DYLAN GAFFNEY: "And what we did was we re-dated some of the sites and did a geochecmical analysis on some of the ancient pottery that was dug up. These are telling us that, the significant finding is that Austronesian speakers, who are the ancestors of the Pacific Islanders, on their way out of Taiwan into the Pacific about 4000, 3000 years ago, they didn't just skirt the the coast of New Guinea as we originally thought. They actually penetrated inland and had some real influence with inland populations who had been there for about 50,000 years. These new findings are showing that Austronesian do have an impact on their way into the Bismarck and the Pacific. They had an impact on mainland New Guinea, there was interaction between populations and people."

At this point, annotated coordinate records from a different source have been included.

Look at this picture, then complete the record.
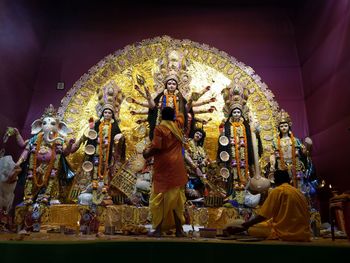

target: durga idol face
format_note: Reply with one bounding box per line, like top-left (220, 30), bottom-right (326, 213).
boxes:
top-left (103, 109), bottom-right (113, 121)
top-left (166, 79), bottom-right (177, 93)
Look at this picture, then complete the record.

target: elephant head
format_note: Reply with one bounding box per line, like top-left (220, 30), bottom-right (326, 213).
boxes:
top-left (32, 104), bottom-right (70, 142)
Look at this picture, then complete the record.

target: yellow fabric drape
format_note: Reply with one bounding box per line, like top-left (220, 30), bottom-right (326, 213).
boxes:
top-left (149, 187), bottom-right (186, 231)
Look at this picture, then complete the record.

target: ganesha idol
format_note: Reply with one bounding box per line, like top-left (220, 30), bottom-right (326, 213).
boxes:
top-left (6, 105), bottom-right (78, 209)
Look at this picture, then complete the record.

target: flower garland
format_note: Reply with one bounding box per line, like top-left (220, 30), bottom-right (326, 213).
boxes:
top-left (277, 132), bottom-right (297, 187)
top-left (29, 133), bottom-right (60, 188)
top-left (163, 91), bottom-right (179, 115)
top-left (98, 120), bottom-right (112, 179)
top-left (232, 122), bottom-right (248, 185)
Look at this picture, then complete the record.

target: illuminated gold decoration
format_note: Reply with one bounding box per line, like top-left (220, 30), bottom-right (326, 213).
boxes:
top-left (59, 36), bottom-right (279, 176)
top-left (277, 109), bottom-right (293, 127)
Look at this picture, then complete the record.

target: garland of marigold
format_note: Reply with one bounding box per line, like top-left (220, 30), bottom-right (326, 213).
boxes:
top-left (277, 132), bottom-right (297, 187)
top-left (232, 122), bottom-right (248, 185)
top-left (98, 121), bottom-right (112, 179)
top-left (32, 133), bottom-right (56, 188)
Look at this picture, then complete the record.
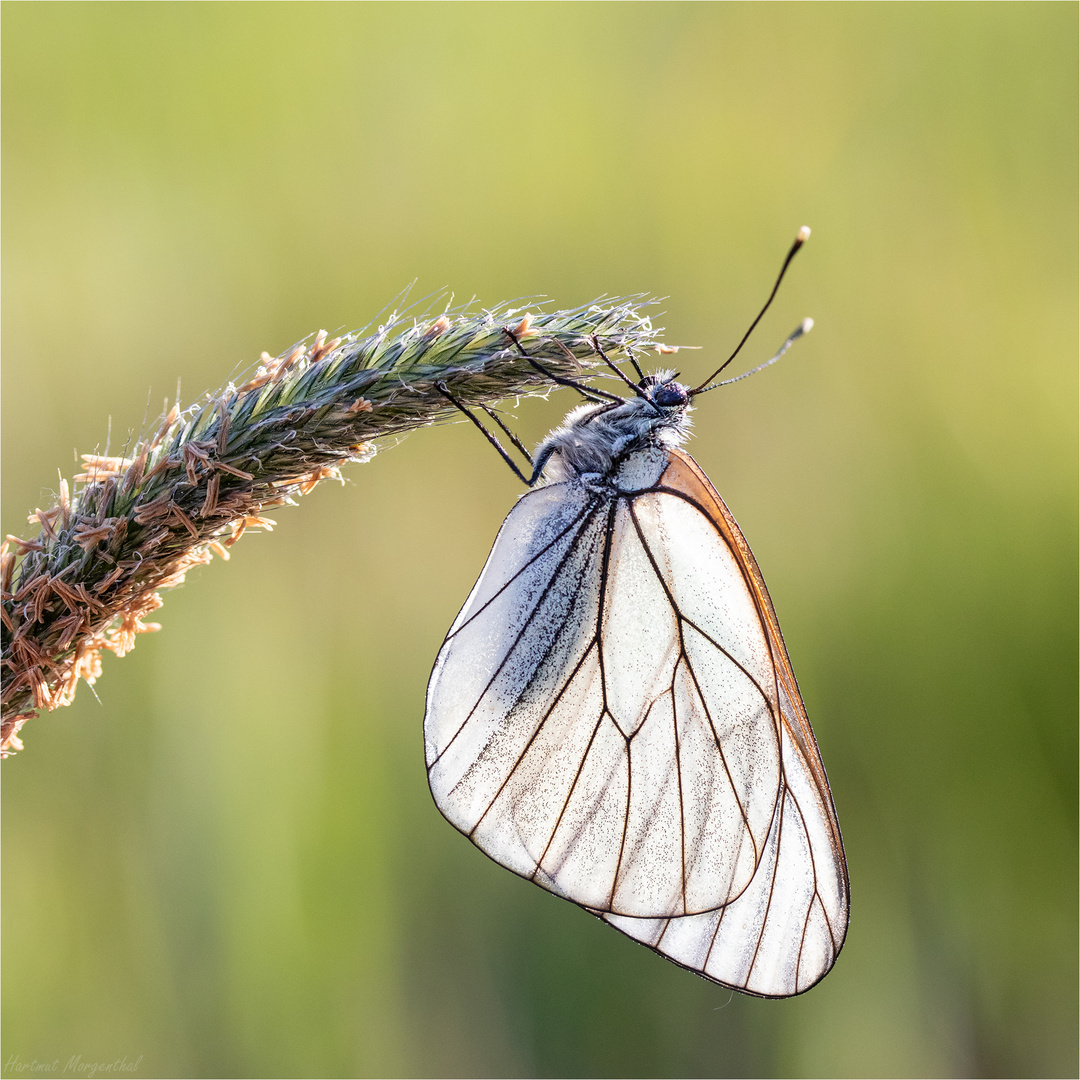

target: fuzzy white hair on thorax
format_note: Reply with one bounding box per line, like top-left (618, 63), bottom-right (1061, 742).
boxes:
top-left (536, 372), bottom-right (691, 484)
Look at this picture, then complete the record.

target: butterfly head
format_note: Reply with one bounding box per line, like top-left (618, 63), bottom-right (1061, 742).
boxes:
top-left (640, 372), bottom-right (691, 410)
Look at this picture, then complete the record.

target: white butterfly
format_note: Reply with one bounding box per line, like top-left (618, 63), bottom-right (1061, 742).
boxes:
top-left (424, 232), bottom-right (848, 997)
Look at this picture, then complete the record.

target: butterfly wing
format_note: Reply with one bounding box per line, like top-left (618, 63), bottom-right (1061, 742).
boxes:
top-left (597, 450), bottom-right (849, 997)
top-left (424, 451), bottom-right (847, 994)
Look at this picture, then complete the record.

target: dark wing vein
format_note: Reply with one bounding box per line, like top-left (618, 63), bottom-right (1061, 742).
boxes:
top-left (428, 505), bottom-right (596, 772)
top-left (443, 500), bottom-right (598, 645)
top-left (627, 500), bottom-right (779, 868)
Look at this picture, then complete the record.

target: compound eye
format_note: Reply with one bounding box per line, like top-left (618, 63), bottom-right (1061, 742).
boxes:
top-left (652, 382), bottom-right (690, 408)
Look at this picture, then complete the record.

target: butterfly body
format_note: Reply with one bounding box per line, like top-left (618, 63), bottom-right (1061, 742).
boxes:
top-left (424, 372), bottom-right (848, 997)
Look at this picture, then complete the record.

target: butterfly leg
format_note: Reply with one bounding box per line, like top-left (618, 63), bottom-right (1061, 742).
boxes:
top-left (435, 382), bottom-right (537, 487)
top-left (502, 326), bottom-right (622, 404)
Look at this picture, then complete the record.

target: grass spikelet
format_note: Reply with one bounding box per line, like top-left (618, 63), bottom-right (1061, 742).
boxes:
top-left (0, 299), bottom-right (658, 756)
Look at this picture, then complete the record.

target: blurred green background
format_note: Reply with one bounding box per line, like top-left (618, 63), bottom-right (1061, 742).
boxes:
top-left (2, 3), bottom-right (1078, 1077)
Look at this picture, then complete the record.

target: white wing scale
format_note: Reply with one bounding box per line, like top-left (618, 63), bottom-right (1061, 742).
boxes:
top-left (424, 450), bottom-right (847, 996)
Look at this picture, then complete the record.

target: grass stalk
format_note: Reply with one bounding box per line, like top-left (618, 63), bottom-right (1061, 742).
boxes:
top-left (0, 299), bottom-right (662, 756)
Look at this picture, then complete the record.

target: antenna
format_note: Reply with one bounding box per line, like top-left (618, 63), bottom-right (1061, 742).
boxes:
top-left (690, 319), bottom-right (813, 394)
top-left (690, 225), bottom-right (810, 397)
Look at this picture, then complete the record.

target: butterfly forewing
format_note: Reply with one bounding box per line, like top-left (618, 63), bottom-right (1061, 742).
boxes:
top-left (424, 447), bottom-right (847, 996)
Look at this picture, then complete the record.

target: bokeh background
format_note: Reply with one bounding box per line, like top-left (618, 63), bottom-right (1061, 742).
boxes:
top-left (2, 3), bottom-right (1078, 1077)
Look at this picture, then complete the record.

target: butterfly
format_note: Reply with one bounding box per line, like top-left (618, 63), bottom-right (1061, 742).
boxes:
top-left (424, 229), bottom-right (849, 997)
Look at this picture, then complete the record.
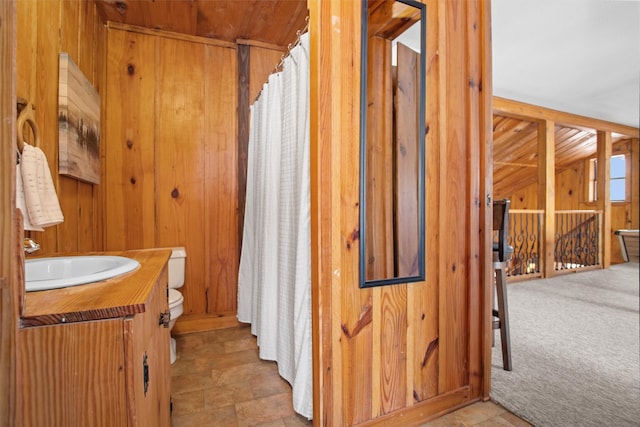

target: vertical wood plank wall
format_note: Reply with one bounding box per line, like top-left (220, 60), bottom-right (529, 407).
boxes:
top-left (309, 0), bottom-right (491, 426)
top-left (0, 0), bottom-right (20, 427)
top-left (502, 138), bottom-right (640, 264)
top-left (105, 24), bottom-right (282, 323)
top-left (105, 27), bottom-right (239, 315)
top-left (16, 0), bottom-right (105, 255)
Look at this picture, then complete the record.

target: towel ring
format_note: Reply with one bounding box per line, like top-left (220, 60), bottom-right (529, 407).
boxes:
top-left (16, 103), bottom-right (40, 153)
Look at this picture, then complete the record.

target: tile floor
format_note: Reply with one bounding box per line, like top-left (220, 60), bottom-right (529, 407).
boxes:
top-left (171, 327), bottom-right (530, 427)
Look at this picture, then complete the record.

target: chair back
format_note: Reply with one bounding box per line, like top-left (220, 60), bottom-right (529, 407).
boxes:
top-left (493, 199), bottom-right (511, 262)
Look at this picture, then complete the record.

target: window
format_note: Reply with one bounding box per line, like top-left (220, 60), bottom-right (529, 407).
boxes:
top-left (589, 154), bottom-right (627, 202)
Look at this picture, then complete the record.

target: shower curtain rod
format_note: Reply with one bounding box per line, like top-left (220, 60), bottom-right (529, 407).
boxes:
top-left (273, 15), bottom-right (309, 73)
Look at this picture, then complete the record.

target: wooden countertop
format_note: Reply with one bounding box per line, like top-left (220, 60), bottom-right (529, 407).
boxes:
top-left (21, 248), bottom-right (171, 327)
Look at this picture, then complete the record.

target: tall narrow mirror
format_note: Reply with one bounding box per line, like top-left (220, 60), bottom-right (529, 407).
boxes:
top-left (360, 0), bottom-right (426, 288)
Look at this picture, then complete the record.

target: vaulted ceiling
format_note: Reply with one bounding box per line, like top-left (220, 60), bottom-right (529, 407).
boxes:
top-left (95, 0), bottom-right (308, 46)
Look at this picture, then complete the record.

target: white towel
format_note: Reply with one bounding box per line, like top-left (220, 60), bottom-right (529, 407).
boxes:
top-left (16, 159), bottom-right (44, 231)
top-left (20, 143), bottom-right (64, 227)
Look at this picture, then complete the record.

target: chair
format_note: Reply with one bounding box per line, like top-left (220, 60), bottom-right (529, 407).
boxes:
top-left (492, 199), bottom-right (513, 371)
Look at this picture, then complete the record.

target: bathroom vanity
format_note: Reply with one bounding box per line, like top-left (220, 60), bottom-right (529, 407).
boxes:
top-left (17, 249), bottom-right (171, 427)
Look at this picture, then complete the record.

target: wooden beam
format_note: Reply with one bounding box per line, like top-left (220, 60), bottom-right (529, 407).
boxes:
top-left (596, 132), bottom-right (612, 268)
top-left (493, 96), bottom-right (639, 138)
top-left (538, 120), bottom-right (556, 277)
top-left (493, 162), bottom-right (538, 168)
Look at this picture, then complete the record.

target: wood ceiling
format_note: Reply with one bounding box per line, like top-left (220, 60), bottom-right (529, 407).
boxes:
top-left (493, 114), bottom-right (597, 198)
top-left (94, 0), bottom-right (308, 47)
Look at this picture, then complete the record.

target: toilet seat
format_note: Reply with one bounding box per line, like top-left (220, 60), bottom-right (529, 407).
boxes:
top-left (169, 289), bottom-right (184, 308)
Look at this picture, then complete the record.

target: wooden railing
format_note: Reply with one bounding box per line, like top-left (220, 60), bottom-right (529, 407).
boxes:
top-left (507, 209), bottom-right (544, 277)
top-left (554, 210), bottom-right (601, 271)
top-left (507, 209), bottom-right (602, 280)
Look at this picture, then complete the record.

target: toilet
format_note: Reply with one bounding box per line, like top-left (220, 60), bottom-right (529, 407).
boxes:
top-left (168, 247), bottom-right (187, 364)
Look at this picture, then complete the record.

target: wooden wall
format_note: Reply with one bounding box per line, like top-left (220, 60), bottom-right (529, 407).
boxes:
top-left (0, 0), bottom-right (17, 427)
top-left (105, 26), bottom-right (238, 315)
top-left (105, 23), bottom-right (282, 329)
top-left (499, 138), bottom-right (640, 264)
top-left (309, 0), bottom-right (491, 426)
top-left (16, 0), bottom-right (106, 255)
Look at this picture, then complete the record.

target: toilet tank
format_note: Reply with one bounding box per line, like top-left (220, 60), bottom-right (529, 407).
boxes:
top-left (169, 247), bottom-right (187, 289)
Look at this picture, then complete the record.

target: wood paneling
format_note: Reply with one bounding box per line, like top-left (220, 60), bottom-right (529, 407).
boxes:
top-left (0, 0), bottom-right (18, 427)
top-left (105, 27), bottom-right (239, 321)
top-left (16, 0), bottom-right (104, 255)
top-left (310, 0), bottom-right (491, 426)
top-left (102, 30), bottom-right (157, 250)
top-left (508, 138), bottom-right (640, 264)
top-left (95, 0), bottom-right (307, 46)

ALEX PERROTTET: And how far inland are we talking there, you're talking about the north coast of Papua New Guinea, how far inland are these particular artefacts being found?
DG: So these pottery shards we found are right into the remote interior of the New Guinea highlands, so it's right inland and we've sourced the pottery in geochemical studies so some of the pottery is coming from coastal sources on the north east coast of New Guinea and some of it is being produced in the interior, so either the highlands or the foothill areas of New Guinea of the interior, so it's suggesting that Austronesian potters moved into the interior as well as onto the coast. And from there they started making pottery, trading pots and interacting with existing populations.
AP: And finally can you tell me something about the actual method of dating, obviously we've got better systems these days and the radio-carbon re-dating is able to find that these artefacts are far older than what we thought. What's the process and what's the technology that you're using?
DG: What we do is we date charcoal and remains through radio carbon dating, so this is dating by association, so essentially when you have a large ... with pottery in it, and you have associated with that charcoal you might have a half-feature... and that tells you by association how old the artefacts in that layer are. So we did a process of strategically re-dating certain charcoal fragments which told us that the pottery was in fact 3000 or over 3000 years old.